There are so many questions I hear over and over again, so on this page I will try and answer them. Please feel free to e-mail me with your questions too.

threads

Q: I notice you quilt with #100 silk thread - is it difficult to work with? Will it last? What do you use in the bobbin?

A: I do quilt primarily with silk thread. It takes a little getting used to, but I have found it gives me so much freedom in my free motion work, especially in traditional designs, that it is worth the extra expense. I am able to quilt over previously quilted lines and use them to "get to the next line" or area. This back-tracking or double-stitching is something I do all the time, especially in feathers done the traditional way without a space between each one. The doubled line of stitching is almost undetectable.

Silk thread doesn't "take over" the quilt and make it look thready. This is not for you if you want the thread work to be part of the design or embellishment. I like it for my traditional designs as it gives me the same freedom and "look" that invisibile nylon monofilament did, but you can see the tiny stitches and they have a subtle, elegant lustre that I really like. I have started playing with colors more now too, and don't try to perfectly match the thread to the fabric.

The top tension may need to be lowered a bit - do some sample quilting and see. My machines all love this thread and hum away happily when I use it.

It is a natural fiber, but unlike the silk fabrics from 100 years ago used in dresses that were treated with lead and consequently deteriorated in quilts, this silk is strong and probably just as durable as any of the other natural fibers used in quiltmaking.

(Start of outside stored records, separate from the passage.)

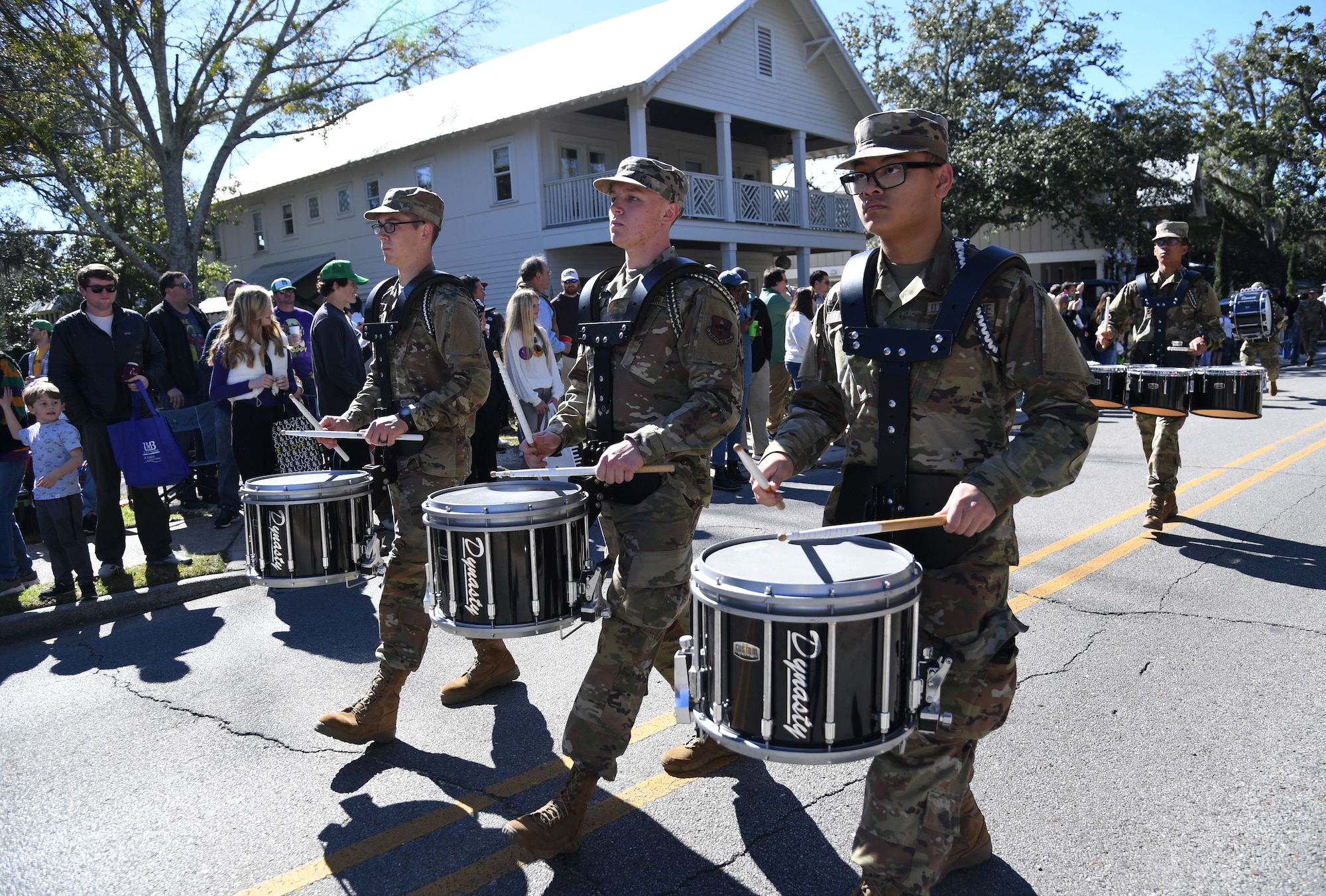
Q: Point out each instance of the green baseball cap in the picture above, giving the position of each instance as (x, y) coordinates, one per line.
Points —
(897, 133)
(340, 270)
(668, 182)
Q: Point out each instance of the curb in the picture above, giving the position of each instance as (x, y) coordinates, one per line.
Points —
(48, 621)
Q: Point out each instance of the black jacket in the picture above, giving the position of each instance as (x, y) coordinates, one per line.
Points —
(337, 361)
(181, 372)
(88, 366)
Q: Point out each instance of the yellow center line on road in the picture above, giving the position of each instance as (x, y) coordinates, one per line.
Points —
(413, 830)
(1132, 512)
(502, 864)
(1077, 575)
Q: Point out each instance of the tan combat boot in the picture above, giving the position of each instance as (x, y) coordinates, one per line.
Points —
(693, 756)
(555, 829)
(373, 718)
(1156, 512)
(494, 667)
(973, 846)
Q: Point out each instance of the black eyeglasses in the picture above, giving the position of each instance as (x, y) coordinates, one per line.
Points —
(391, 227)
(885, 177)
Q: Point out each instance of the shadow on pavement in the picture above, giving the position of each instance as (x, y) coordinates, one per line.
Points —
(1260, 557)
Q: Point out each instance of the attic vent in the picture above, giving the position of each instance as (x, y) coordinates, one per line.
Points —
(764, 51)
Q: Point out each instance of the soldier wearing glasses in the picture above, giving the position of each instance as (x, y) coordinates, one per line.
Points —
(430, 376)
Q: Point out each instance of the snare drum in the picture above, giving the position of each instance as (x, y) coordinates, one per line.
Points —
(1162, 392)
(1111, 388)
(506, 560)
(307, 530)
(806, 653)
(1231, 393)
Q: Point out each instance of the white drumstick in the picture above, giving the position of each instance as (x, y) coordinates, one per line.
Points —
(312, 420)
(756, 475)
(515, 401)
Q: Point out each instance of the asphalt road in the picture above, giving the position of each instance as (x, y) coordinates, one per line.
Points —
(1166, 735)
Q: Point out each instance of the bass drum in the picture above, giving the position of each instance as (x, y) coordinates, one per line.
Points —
(1230, 393)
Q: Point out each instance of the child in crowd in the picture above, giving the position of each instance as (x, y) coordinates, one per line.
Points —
(56, 457)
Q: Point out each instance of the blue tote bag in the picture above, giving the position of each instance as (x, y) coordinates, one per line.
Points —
(147, 450)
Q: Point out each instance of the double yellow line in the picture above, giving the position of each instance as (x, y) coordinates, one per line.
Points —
(509, 860)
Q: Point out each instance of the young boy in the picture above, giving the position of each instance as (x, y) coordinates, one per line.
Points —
(56, 455)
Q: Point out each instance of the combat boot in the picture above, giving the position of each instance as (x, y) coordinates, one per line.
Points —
(373, 718)
(1156, 512)
(973, 846)
(693, 756)
(555, 829)
(494, 667)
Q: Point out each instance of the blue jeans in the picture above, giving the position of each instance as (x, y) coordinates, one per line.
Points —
(14, 553)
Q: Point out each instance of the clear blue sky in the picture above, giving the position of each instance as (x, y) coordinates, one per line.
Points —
(1157, 36)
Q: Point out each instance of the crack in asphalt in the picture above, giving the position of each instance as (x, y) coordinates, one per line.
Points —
(1071, 661)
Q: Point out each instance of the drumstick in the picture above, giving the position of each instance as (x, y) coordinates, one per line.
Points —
(849, 530)
(756, 475)
(515, 400)
(312, 420)
(339, 434)
(573, 471)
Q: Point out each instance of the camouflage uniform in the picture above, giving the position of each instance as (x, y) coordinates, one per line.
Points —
(444, 380)
(962, 412)
(1183, 324)
(676, 396)
(1312, 320)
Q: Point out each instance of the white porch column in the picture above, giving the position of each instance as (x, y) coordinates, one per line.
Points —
(799, 164)
(636, 119)
(723, 128)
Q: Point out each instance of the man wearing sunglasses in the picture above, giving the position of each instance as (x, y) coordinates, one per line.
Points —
(933, 437)
(91, 352)
(1169, 337)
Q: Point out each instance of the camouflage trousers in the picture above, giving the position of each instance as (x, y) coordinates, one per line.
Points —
(1161, 446)
(914, 793)
(650, 598)
(1268, 353)
(402, 622)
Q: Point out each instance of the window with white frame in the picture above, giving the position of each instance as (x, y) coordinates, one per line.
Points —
(502, 174)
(764, 51)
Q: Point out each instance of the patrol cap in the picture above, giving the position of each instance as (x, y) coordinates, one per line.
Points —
(1173, 229)
(340, 270)
(898, 132)
(668, 182)
(410, 201)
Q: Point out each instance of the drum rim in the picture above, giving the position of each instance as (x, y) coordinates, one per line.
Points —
(865, 600)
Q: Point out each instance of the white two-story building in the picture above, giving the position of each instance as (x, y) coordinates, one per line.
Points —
(723, 89)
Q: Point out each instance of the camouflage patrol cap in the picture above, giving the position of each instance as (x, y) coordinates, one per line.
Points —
(1173, 229)
(410, 201)
(898, 132)
(668, 182)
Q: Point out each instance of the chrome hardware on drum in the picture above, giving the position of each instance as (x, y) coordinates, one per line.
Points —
(1250, 315)
(507, 560)
(1230, 393)
(308, 530)
(1111, 385)
(1162, 392)
(807, 653)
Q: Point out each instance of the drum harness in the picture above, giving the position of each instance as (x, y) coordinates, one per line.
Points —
(896, 349)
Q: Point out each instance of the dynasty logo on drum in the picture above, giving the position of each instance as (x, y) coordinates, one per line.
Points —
(471, 552)
(798, 714)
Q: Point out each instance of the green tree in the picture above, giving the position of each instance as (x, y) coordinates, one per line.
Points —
(104, 104)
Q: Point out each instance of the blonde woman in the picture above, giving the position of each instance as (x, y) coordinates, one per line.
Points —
(251, 366)
(531, 364)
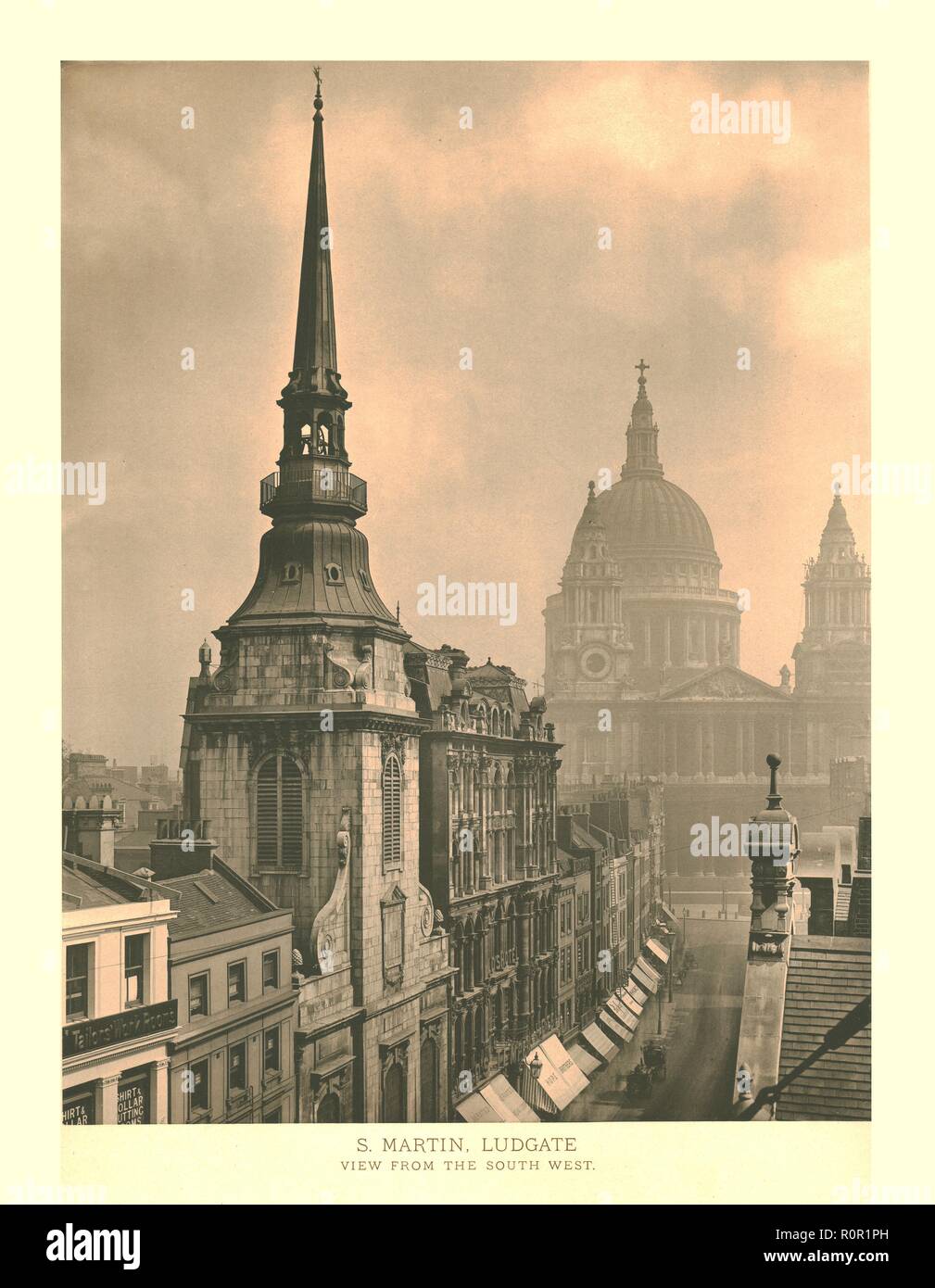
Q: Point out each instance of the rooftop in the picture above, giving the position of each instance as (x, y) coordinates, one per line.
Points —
(827, 978)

I use a fine weight bobbin thread, #50 Aurifil Cotton or Bottom Line poly by Superior.

Below are some tips for using silk in machine quilting. Watch for it in new bigger spools from YLI for us machine quilters soon.

  • You may need to loosen the top tension a bit to get a nice stitch. Do some sample quilting first on exactly the same layers as are in the quilt.

  • You may use the same thread in the bobbin, but a very fine cotton or poly bobbin thread that is similar to the silk in weight works fine too. The texture of the cotton "grabs" the silk and keeps tension more even.

  • A fine, Sharp® needle works best - #70 or #60.

  • More stitches per inch look better than larger stitches.

  • Space the quilting closer because the thread is so fine.

  • For walking foot quilting such as an all-over grid, use a smaller stitch length and keep the grid lines closer together - every 1" or so.

  • Clean the bobbin area of lint and build-up of waxy debris every time you fill the bobbin and oil the entire area frequently so the machine runs smoothly and does not sound unduly noisy.

  • Also clean the take-up lever, tension disks, and thread guides on the top frequently. Run some thicker cotton thread through, and use a small brush to remove any waxy lint build-up.

  • Use a cone thread holder for the best thread set-up and even tension

  • Vary the colors of silk to create depth and texture.

  • Try a slightly lighter or deeper thread rather than matching exactly - you might prefer this look.

  • Silk thread quilts up differently from the way it looks when held to the fabric swatch, so be sure and do some test quilting before you buy enough thread for an entire project.